Deepest RBI cut in five years will take deposit rates lower
The RBI's deeper than expected 50 basis points rate cut on Friday will hasten a fall in deposit rates as banks will readjust their liabilities to the current rate regime. Banks have already started reducing their deposits rates with some bans pre-empting Friday's cut with an immediate reduction in rates.
Governor Sanjay Malhotra said deposit rates have been reduced on retail as well as wholesale by most banks by 40 basis points since the RBI cut its repo rate in February. 'The average reduction in deposit rates is 27 basis points. But there is a lag. On the asset side 45% of the loan book is linked on the external benchmarks which gets immediately transferred. But on the deposit side there is no such mechanism so there is a lag. Despite all this 27 basis points is already transferred on the deposit side,' Malhotra said. One basis point is 0.01 percentage point.
In February and April RBI reduced the repo rate by 25 basis points each. The 50 basis point cut on Friday means that the benchmark rate has now been reduced by a cumulative 100 basis points this calendar year. Malhotra said ultimately the rate cuts will have an impact. But just like in the past two cycles the impact will happen with a lag of six to nine months.Banks have already started to reduce rates in anticipation of the widely expected rate cut. Private sector banks ICICI and Axis both reduced their deposit rates effective June 6. ICICI for example reduced some bulk deposit rates. The bank had already cut its rate for retail deposits with a tenure of 18 months to 2 years by 20 basis points on May 17.
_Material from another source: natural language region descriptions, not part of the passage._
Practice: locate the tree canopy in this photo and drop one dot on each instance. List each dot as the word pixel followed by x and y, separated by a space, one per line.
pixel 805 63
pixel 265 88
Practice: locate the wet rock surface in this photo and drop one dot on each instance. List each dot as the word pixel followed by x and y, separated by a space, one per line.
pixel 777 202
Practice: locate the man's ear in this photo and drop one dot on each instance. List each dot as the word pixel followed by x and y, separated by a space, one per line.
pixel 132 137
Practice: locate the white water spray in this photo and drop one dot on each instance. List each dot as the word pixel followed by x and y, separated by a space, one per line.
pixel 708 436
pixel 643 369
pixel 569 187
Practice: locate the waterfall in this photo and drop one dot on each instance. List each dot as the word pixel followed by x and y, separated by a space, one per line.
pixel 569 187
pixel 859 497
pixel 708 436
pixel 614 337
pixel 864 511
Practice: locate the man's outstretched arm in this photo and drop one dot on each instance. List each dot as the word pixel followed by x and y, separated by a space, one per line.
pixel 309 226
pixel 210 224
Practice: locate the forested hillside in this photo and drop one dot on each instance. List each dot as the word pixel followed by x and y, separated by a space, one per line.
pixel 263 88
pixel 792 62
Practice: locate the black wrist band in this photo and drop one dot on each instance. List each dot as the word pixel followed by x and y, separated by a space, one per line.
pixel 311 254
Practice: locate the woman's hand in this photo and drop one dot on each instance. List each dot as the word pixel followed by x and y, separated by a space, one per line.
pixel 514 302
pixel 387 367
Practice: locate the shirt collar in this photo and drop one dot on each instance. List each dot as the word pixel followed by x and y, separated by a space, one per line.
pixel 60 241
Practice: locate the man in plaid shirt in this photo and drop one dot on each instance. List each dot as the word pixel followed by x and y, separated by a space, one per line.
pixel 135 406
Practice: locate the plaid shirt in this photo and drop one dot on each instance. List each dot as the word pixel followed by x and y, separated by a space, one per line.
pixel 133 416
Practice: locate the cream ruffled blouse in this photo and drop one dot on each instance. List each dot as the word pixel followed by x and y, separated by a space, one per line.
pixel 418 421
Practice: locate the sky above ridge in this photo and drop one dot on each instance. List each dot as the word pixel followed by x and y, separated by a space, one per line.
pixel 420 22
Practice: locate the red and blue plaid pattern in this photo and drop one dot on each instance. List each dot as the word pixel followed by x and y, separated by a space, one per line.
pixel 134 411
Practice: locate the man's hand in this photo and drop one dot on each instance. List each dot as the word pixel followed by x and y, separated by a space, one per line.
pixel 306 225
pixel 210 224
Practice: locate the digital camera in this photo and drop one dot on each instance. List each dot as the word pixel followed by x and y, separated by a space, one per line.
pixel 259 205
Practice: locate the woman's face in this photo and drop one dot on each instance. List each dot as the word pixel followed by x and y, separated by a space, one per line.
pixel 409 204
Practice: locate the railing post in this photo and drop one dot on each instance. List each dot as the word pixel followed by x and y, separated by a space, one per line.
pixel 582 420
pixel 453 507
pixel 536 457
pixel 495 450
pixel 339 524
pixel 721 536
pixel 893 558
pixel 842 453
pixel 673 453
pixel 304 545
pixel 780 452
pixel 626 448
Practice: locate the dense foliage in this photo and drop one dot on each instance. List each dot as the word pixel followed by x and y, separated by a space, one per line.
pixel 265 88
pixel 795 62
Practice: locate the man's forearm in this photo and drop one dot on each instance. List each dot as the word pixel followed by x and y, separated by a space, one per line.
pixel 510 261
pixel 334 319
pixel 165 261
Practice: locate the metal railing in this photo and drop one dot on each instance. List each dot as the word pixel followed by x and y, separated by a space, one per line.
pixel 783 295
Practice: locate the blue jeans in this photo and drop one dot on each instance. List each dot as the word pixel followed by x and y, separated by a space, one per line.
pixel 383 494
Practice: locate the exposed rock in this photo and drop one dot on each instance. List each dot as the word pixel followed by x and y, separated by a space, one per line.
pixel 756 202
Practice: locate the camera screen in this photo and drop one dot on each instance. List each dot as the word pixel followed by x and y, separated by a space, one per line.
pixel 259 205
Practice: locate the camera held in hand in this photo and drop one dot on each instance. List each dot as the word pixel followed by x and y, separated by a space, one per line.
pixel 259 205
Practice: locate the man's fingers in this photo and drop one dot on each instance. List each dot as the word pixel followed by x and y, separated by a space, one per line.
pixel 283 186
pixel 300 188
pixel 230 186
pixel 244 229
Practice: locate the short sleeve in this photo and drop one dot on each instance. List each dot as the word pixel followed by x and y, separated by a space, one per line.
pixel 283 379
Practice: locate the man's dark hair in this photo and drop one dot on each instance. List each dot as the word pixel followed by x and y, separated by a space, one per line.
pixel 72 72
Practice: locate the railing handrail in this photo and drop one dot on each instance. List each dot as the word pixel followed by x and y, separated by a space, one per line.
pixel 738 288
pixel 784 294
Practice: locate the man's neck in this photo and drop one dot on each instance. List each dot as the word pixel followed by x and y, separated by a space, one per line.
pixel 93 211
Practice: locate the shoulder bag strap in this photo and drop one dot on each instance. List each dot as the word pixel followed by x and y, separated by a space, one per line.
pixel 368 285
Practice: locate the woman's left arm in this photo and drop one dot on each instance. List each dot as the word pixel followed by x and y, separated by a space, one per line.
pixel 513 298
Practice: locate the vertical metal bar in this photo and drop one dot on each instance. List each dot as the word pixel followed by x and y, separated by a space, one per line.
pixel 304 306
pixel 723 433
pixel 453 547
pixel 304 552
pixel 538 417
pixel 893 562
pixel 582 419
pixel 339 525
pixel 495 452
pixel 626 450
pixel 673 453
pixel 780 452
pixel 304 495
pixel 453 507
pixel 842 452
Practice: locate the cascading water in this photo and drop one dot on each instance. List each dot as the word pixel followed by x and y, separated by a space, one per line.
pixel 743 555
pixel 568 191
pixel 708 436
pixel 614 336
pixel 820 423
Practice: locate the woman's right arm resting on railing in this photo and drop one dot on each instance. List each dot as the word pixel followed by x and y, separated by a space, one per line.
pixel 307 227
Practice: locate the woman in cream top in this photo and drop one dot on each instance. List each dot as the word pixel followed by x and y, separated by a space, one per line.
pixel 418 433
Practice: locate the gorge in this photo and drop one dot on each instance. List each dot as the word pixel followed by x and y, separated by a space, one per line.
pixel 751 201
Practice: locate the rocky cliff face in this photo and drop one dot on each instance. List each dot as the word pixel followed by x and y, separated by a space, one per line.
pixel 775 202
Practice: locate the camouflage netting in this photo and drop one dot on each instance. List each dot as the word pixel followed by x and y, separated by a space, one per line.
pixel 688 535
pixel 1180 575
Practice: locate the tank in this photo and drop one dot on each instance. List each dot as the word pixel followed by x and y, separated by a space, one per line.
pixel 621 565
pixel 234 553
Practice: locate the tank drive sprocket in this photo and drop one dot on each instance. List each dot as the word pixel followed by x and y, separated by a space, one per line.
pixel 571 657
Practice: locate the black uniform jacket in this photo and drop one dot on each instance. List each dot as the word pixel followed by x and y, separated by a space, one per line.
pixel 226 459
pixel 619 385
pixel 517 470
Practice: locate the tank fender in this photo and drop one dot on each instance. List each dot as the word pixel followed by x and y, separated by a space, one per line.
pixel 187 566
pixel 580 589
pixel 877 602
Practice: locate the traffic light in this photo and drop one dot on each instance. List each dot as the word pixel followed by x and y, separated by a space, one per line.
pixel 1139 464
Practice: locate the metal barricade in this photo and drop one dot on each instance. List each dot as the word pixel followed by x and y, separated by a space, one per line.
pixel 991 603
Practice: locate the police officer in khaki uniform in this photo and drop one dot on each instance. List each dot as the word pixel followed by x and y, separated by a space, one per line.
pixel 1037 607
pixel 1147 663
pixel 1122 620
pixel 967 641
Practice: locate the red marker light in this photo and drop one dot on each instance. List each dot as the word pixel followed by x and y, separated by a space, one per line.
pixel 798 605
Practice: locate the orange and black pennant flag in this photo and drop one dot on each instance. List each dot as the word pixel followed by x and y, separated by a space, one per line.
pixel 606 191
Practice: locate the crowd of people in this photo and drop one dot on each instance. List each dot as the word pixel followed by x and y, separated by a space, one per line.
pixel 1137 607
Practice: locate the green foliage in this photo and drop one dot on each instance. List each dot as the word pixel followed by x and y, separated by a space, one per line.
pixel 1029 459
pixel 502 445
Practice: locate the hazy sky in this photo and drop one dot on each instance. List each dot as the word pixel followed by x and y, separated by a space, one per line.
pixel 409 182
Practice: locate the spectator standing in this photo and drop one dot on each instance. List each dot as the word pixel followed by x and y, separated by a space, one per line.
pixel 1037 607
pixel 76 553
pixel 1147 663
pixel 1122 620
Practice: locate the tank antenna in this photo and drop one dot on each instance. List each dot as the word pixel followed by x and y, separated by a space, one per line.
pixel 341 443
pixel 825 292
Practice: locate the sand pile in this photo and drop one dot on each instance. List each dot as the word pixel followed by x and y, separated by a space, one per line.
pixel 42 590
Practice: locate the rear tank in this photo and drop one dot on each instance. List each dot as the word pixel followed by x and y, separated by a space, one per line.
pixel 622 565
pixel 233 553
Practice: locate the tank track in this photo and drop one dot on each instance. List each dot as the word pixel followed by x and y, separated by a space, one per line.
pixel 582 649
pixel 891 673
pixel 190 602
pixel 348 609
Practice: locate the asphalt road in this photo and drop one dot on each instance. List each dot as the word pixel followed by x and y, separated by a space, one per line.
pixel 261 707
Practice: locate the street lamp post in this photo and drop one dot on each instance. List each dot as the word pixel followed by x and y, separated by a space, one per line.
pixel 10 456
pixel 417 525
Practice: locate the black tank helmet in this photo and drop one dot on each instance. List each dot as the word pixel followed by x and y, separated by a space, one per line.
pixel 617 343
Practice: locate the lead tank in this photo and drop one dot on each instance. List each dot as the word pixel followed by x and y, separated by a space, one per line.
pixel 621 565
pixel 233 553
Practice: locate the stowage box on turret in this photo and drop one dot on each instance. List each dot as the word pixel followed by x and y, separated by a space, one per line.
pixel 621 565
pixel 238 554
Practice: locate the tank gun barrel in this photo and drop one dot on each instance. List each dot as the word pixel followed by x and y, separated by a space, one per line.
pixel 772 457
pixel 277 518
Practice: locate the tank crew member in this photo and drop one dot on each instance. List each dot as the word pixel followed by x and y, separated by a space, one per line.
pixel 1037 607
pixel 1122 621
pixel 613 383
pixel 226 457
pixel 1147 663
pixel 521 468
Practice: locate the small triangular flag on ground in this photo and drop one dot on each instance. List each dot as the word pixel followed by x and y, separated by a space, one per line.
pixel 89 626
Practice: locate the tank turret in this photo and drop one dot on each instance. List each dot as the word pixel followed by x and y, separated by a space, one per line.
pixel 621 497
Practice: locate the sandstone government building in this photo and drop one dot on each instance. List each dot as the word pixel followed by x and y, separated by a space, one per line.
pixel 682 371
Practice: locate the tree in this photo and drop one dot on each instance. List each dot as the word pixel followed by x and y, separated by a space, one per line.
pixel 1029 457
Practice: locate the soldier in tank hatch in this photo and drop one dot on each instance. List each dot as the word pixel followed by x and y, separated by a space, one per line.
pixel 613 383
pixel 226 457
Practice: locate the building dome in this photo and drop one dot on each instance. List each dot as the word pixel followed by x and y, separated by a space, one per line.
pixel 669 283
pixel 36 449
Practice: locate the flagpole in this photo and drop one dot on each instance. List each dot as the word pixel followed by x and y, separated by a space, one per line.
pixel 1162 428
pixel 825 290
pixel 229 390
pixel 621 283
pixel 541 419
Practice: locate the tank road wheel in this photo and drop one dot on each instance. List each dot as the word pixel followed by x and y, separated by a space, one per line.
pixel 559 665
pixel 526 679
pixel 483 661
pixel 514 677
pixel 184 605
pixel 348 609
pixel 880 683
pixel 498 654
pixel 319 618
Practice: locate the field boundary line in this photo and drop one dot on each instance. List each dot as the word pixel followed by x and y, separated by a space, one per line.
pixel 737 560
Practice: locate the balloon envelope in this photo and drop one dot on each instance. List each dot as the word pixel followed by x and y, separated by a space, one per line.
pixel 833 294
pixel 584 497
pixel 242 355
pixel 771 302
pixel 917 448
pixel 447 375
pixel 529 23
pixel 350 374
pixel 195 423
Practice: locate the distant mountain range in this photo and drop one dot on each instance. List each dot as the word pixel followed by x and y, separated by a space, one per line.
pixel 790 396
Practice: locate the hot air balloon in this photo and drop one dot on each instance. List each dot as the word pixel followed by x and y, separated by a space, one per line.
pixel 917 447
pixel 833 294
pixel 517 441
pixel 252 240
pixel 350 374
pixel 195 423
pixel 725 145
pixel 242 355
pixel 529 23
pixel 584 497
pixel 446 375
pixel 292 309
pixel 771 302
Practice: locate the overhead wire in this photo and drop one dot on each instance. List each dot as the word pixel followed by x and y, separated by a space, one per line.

Other large lenders State Bank of India, HDFC Bank, Punjab National Bank and Bank of Baroda had already reduced rates in mid to late May, in anticipation of the RBI cut, their websites show.
'For transmission to happen both sides of the balance sheet have to be adjusted. The quantum of the cuts will be decided when our asset liability committee meets but its fair to assume that rates are on the way down,' said Saloni Narayan, DMD, finance, SBI.The sharp rate cut in the Covid years of 2020-21 had reduced bank deposit rates. Bankers said though it cannot be predicted how low rates will go this time, it is right to say that depositors will have to live with lower rates.'With repo at 5.5% and ample liquidity in the system, it is fair to assume overnight rates at 5.25% which means one year deposit rates cannot go above 6% it 6.25%. With the amount of money in the system, the cost of funds is likely to fall and customers will have to get used to a lower returns,' said Rajiv Anand, DMD, Axis Bank.